The distillery was formally opened on 30 January 1967 by the actor Andrew Cruickshank, the star of the BBC's ‘Dr Finlay's Casebook’ series. Deanston started bottling in 1971 and the first single malt was named Old Bannockburn. Teith Mill, a blended whisky, was also produced at this time - a kiosk was set up at Blair Drummond Safari Park which sold Old Bannockburn and Teith Mill in take-away cartons. At this point, although it made business sense to sell Deanston as a single malt, it was mainly produced for blending purposes. In 1971, Invergordon Distillers (bought by Whyte & Mackay in 1990) bought Brodie Hepburn Ltd, with Tullibardine Distillery and a 30% share in Deanston Distillery. A year later, Invergordon purchased Deanston outright and the first single malt bearing the name Deanston was produced in 1974. After a downturn in the whisky industry, Deanston Distillery ceased production in 1982 for eight years, before being purchased by current owners Burn Stewart Distillers Limited in 1990 (now part of CVH Spirits Limited).

==Visitor Centre==
In June 2012, Burn Stewart Distillers opened a new visitor centre at Deanston. The visitor centre is located in the former cotton mill canteen, with many original features being retained, and created seven new jobs for local people. It hosts a gift shop which sells exclusive Deanston bottlings, a café, tasting and presentations areas, and a variety of intimate distillery and tasting tours.

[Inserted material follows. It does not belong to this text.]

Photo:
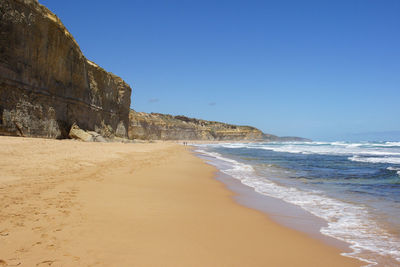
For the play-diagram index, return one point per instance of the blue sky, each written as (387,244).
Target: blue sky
(317,69)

As the visitor centre opened, the distillery and a number of staff had already attracted international attention as Deanston featured as the distillery location in the Ken Loach film, The Angels' Share, released in May 2012. One of the stars of the film, Jasmin Riggins, was also present at the opening.

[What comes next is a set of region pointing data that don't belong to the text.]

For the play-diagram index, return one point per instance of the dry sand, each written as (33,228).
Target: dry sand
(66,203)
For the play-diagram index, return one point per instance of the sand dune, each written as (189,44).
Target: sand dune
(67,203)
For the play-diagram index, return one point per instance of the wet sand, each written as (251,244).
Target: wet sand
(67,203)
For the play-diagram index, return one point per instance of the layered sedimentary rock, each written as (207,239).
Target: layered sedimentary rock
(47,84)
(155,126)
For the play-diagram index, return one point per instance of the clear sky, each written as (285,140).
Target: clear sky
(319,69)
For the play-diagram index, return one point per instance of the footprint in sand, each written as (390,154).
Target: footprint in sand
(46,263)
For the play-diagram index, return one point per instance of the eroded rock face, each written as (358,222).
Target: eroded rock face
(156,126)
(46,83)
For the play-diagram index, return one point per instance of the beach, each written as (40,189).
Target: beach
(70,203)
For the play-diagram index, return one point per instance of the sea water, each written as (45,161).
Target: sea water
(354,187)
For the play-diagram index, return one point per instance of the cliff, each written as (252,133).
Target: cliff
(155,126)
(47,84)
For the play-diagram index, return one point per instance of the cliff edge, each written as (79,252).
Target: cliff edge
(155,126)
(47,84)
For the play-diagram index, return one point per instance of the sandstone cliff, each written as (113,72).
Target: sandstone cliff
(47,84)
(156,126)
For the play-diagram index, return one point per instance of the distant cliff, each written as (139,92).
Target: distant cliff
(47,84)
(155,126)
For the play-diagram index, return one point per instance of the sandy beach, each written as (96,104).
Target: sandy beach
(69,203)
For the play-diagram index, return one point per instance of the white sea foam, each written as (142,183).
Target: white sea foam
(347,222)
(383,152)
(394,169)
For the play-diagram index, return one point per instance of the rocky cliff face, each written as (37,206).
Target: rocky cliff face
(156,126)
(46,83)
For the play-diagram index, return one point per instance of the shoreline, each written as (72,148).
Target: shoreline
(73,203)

==Production and character==
Deanston Distillery looks very unlike a traditional Scotch whisky distillery and has a number of unique production features which contribute to its distinct character in taste and look. The spirit is handmade by a small team of local craftsmen who rely on traditional distilling techniques; no technology or computers are used. Deanston uses only Scottish-grown barley and in 2000, was one of the first distilleries in Scotland to start producing organic whisky, certified by the Organic Food Federation and using barley grown in specially selected sites, free from pesticides and chemicals. The distillery also uses an 11-ton open-topped mash tun - the only one of its size in Scotland - and four unique pot stills with upwards sloping lyne arms and boiling balls, which help give the whisky its light character. The spirit is matured in the original weaving shed built in the 1830s, which holds a capacity of 24,000 casks.